In Berk and DeMarzo (2020) the authors’ interview David Holland, who at the time was a Senior Vice President and Treasurer of Cisco, in that interview he states that Cisco uses ‘robust NPV analysis,’ which means that the company integrates sensitivity and scenario analysis into their NPV calculations. Provide a simple example of a project and indicate how you might implement both a sensitivity and scenario analysis into your project’s evaluation.  Include at least two citations that support your response.

Figures 15.7 and 15.9 in Berk and DeMarzo (2020) highlight a couple of interesting findings. The first is that certain industries are more likely two have firms that utilize more debt or leverage in their capital structures when compare against others, why is this? Second, firms tend to underutilize debt, which led some to believe that they are not acting in the firm’s best interest and maximizing firm value; the counterpoint is that increased leverage leads to greater financial distress and by avoiding financial distress they are maximizing firm value. Take one side of this argument and defend that perspective.

  1. Two other interesting points brought up by Miller and Modigliani, as highlighted in Berk and DeMarzo (2020) were that “In perfect capital markets, investors are indifferent between the firm distributing funds via dividends or share repurchase” (p. 612) and that “In perfect capital markets, holding fixed the investment policy of a firm, the firm’s choice of dividend policy is irrelevant and does not affect the initial share price” (p. 614). Respond to this question by focusing on either dividend payout policy or the decision between stock repurchases and dividend payouts and illustrate how the assumptions made to support these axioms tend to oversimplify what occurs.
  2. When exploring the Weighted Average Cost of Capital (WACC) we were introduced to the fundamental components that firms use to estimate their hurdle rate. Berk and DeMarzo (2020) interviewed Shelagh Glaser, the then VP of finance and the controller at the Client Computing Group at Intel about their WACC estimates (see page 434). In this interview, she highlighted the inputs that her firm uses to calculate their WACC and provides numerous examples of inputs that they must consider when they re-estimate their WACC each year. Highlight two of these inputs and indicate how changes in these inputs are likely to impact Intel’s hurdle rate; in addition, illustrate how these changes impact the projects that a firm accepts. Include at least two citations that support your response.

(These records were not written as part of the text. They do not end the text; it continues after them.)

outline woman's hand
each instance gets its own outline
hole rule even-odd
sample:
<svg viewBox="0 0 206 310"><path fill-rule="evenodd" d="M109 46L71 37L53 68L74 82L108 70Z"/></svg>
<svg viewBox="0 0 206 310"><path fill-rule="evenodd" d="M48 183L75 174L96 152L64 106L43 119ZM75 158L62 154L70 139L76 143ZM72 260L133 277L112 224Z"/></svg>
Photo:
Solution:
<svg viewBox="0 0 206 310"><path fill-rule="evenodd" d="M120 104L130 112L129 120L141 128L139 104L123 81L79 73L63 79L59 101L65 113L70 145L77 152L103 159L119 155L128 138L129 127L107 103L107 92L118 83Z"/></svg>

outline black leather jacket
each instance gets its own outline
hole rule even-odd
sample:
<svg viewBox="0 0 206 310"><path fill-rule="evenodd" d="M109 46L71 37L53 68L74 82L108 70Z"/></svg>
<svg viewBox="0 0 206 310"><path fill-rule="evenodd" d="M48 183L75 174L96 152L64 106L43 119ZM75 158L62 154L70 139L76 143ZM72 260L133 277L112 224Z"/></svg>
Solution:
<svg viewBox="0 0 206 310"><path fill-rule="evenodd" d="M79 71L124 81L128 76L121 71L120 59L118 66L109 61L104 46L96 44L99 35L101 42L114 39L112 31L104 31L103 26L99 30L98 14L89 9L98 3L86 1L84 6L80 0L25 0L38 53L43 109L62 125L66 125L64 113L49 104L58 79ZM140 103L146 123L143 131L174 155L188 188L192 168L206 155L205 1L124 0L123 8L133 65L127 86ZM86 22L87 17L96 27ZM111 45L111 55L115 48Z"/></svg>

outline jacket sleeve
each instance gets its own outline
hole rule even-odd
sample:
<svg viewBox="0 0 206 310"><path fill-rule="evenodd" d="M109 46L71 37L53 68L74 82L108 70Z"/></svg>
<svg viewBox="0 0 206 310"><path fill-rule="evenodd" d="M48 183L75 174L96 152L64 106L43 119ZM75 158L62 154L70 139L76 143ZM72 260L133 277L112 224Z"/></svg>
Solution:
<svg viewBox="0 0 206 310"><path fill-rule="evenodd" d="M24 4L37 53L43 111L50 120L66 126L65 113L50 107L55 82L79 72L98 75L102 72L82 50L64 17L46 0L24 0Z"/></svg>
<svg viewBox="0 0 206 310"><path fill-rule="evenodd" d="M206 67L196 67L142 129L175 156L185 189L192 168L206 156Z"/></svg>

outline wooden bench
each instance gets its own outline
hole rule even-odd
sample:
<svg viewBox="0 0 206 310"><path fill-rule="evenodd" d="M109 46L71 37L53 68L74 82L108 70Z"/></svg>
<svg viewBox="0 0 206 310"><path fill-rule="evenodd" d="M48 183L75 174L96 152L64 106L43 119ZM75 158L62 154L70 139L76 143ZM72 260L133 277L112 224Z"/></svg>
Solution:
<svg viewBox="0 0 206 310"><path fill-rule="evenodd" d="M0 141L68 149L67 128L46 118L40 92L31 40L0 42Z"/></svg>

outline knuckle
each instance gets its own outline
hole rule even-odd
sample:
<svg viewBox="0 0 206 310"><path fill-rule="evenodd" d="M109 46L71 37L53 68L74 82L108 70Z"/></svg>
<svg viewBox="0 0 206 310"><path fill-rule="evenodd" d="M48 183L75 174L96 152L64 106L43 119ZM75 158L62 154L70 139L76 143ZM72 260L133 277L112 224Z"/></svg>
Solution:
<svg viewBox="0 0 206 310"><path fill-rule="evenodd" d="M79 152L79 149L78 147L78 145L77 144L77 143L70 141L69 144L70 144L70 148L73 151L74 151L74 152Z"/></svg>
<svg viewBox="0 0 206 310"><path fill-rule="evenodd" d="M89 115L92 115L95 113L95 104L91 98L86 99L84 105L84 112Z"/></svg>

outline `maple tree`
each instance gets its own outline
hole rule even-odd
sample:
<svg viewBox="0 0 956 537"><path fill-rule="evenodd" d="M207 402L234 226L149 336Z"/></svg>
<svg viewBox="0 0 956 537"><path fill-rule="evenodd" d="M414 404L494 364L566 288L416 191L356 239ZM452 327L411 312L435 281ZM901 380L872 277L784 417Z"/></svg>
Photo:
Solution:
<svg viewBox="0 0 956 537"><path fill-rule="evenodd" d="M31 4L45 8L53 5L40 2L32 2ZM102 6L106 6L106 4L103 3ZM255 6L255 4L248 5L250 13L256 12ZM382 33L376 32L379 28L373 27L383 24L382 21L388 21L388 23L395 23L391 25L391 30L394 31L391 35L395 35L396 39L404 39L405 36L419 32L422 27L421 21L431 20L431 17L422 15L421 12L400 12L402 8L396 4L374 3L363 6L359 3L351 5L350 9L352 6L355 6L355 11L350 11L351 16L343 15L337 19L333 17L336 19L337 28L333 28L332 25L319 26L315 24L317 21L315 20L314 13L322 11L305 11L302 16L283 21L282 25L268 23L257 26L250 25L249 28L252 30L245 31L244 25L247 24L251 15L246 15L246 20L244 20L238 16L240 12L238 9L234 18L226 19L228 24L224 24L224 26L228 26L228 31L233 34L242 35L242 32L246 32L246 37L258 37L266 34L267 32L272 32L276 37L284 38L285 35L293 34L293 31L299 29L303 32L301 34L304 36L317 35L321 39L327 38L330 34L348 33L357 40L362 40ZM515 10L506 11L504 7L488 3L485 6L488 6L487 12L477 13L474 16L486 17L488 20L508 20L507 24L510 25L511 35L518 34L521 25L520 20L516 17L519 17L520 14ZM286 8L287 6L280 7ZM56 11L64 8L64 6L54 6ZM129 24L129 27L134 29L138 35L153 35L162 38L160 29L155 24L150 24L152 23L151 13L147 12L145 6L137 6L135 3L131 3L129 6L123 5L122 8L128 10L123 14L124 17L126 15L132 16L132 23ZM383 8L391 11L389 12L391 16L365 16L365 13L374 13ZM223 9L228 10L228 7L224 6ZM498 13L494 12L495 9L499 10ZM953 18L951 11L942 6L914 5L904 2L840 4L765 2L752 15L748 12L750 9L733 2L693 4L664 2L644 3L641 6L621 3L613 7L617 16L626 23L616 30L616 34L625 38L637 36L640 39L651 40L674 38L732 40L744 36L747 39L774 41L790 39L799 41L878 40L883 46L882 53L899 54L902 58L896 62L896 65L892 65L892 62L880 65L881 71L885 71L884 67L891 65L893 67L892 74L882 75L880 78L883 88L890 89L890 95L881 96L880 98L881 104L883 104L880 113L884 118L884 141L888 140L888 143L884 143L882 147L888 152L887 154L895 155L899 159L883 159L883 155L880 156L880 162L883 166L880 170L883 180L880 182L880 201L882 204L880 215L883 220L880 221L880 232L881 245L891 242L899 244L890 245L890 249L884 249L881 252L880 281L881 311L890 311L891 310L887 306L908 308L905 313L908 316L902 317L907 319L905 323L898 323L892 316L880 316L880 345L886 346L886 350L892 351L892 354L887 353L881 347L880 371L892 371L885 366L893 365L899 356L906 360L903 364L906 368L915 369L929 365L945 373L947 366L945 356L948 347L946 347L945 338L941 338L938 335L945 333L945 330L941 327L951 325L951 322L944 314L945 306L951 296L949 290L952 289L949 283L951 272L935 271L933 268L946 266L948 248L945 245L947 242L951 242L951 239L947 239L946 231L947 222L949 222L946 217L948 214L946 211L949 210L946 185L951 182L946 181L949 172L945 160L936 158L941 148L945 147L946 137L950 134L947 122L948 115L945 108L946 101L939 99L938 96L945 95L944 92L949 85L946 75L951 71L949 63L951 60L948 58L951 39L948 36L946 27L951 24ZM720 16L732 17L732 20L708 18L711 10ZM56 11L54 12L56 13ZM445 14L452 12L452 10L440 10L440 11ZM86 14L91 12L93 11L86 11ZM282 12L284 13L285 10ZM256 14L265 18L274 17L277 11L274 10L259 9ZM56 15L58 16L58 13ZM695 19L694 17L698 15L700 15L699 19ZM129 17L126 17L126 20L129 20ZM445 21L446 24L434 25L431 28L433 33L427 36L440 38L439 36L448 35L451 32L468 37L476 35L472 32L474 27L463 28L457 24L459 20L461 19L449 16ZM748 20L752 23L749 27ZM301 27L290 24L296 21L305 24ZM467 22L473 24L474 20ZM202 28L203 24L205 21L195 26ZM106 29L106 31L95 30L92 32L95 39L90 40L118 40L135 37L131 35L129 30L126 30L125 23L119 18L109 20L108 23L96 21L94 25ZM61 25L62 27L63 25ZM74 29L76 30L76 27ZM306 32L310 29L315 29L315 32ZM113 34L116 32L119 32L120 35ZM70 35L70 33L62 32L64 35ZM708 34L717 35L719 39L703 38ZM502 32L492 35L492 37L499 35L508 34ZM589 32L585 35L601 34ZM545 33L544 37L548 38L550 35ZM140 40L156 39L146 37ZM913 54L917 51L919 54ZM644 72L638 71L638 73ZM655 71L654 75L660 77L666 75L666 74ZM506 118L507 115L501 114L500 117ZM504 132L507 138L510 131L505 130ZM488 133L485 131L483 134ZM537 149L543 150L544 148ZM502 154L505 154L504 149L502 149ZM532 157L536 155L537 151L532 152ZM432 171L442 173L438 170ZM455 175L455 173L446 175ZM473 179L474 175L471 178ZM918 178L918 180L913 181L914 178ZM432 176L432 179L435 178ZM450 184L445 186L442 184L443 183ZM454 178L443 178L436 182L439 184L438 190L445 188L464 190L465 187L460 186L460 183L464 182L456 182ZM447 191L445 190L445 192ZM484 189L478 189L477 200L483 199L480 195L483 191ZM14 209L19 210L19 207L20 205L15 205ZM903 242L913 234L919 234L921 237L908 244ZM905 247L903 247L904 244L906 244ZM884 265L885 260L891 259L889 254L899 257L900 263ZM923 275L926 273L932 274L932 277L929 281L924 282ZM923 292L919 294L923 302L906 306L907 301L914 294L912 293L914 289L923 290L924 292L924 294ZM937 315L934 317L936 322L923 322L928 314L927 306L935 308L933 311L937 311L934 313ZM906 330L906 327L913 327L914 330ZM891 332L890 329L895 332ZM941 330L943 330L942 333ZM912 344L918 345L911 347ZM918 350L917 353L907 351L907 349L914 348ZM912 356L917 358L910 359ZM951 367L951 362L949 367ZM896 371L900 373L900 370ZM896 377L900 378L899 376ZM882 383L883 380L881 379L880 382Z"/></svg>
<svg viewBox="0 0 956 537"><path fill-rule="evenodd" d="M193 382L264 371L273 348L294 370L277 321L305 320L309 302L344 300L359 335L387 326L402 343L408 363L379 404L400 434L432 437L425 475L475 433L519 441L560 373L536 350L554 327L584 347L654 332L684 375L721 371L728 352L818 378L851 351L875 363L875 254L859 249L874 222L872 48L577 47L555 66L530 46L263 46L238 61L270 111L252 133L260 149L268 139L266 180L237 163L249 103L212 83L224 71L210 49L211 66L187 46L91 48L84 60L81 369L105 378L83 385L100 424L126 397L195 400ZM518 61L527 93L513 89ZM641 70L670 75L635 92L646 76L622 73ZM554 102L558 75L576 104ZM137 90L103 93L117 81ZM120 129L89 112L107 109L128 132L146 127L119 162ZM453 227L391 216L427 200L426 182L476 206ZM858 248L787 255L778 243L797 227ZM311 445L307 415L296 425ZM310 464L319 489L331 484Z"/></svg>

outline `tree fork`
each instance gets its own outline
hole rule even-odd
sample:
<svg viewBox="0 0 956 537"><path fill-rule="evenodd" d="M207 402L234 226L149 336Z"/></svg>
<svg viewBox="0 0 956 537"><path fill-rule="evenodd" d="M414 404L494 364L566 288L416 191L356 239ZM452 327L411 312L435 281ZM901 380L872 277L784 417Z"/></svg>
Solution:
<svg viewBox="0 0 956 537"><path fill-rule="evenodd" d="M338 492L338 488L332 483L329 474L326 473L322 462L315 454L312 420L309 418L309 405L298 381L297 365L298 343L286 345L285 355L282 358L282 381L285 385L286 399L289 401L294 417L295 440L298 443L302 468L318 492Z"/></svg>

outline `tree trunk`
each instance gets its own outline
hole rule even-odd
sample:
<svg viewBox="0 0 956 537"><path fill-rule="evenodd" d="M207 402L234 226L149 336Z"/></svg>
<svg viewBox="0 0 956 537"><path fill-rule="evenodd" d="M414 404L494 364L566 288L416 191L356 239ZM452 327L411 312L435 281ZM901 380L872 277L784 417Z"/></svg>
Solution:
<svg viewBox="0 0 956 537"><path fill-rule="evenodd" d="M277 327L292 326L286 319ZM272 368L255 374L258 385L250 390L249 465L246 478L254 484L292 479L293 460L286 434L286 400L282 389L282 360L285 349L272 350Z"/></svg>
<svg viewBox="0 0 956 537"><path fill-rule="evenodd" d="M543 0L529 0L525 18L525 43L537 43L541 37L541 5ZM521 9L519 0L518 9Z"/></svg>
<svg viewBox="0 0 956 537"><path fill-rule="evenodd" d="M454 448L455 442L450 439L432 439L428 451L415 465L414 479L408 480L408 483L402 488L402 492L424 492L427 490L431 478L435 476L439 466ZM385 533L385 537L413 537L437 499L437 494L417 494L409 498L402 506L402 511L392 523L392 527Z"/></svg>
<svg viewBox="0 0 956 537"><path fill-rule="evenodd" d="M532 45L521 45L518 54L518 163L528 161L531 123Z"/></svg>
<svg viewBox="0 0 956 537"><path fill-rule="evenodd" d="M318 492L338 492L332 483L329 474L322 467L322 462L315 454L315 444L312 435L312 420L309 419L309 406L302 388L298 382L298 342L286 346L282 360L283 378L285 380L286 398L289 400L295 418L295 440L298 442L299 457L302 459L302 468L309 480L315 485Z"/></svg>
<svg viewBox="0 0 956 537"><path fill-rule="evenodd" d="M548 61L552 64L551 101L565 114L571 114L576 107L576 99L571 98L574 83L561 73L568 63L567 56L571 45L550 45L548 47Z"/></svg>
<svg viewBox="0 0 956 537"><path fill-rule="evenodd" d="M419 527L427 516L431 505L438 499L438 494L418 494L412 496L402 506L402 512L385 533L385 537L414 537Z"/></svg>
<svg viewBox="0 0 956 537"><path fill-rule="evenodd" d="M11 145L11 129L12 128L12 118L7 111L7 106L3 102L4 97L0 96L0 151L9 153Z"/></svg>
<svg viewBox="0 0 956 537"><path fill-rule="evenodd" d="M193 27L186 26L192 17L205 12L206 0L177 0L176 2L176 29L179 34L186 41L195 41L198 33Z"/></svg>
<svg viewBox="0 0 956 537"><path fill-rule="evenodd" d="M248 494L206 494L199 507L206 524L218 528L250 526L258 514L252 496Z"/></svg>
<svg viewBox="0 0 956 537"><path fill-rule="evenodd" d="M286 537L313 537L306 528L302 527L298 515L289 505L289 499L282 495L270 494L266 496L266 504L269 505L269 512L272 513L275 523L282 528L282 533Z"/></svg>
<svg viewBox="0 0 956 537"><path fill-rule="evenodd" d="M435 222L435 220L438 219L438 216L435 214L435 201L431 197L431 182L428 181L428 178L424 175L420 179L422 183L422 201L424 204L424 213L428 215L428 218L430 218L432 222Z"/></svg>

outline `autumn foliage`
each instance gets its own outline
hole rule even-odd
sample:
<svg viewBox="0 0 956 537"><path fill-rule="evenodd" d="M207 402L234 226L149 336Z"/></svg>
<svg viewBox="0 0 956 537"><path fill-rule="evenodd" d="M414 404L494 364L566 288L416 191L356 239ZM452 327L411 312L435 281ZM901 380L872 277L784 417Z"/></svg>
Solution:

  3. Two of the ‘workhorses’ of capital budgeting are the Net Present Value (NPV) and the Internal Rate of Return (IRR) calculation. In practice, we rely on the NPV calculation to make our decisions; however, the IRR calculation is a useful calculation to employ when we attempt to compare projects. Highlight the three potential pitfalls that Berk and DeMarzo (2020) outline and illustrate with an example how each of these issues would lead managers to make incorrect decisions about accepting a project. Include at least two citations that support your response.
  4. In Chapter 18, Berk and DeMarzo (2020) illustrate the differences between the three main methods that corporations use for capital budgeting with leverage and within imperfect markets, which are: (a) The Weighted Average Cost of Capital (WACC) method. Compare and contrast the three different methods that we use for capital budgeting and highlight each method’s strengths and weaknesses.
  5. Berk and DeMarzo (2020) indicate that “With perfect capital markets, financial transactions neither add nor destroy value, but instead represent a repackaging of risk (and therefore return)” (p. 515). Outline the general ideas embedded in the Miller and Modigliani propositions I and II and defend them but highlight any noteworthy caveats. Include at least two citations that support your response.